The simple answer is, “Yes.” After all, someone did build it. The more important question however should be: “Is that installation the right one for this project?” The answer lays less in technology and more in the goals and deliverables of the project. Further, are the mechanics of that particular “perfect” installation going to deliver the outcomes for this project? There is no definitive answer or list of various components, as every AV project is unique. Even a basic single display hanging on the wall can be considered unique.
Whose job is it anyway?
Making assumptions is definitely one way to have an AV project fall off the rails. No project should include the line: “But I assumed you were doing that.” Having a clear understanding of who does what, preferably in writing, is critical before the go ahead is given.
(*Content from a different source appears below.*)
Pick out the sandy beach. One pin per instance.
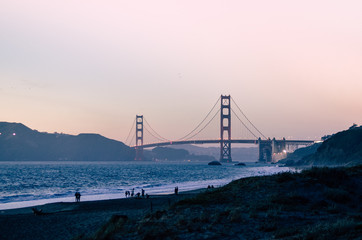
(71, 220)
All AV installations involve the need for a good team. All too often, an installation team is summarized as the customer and an AV reseller.
Even a simple AV installation will include physical components installed in a space with electricity and network connectivity as a minimum. Other projects, such as a large, outdoor LED display will require even more considerations such as engineering stamps, local utility intervention (e.g. gas and communication line location), bylaw approvals, and even traffic management services.
Though many AV resellers do not have all the required resources under their own roof, many have a network of sub-contractors who can bring many of these skills to the project. That said, it is important one is clear about who will provide a particular service for a project and, equally important, who is going to contract them.
The following are some things to consider about the team partners on a project:
- Timing—when will they be needed? Engineering services or bylaw approvals can take weeks, months, or even years.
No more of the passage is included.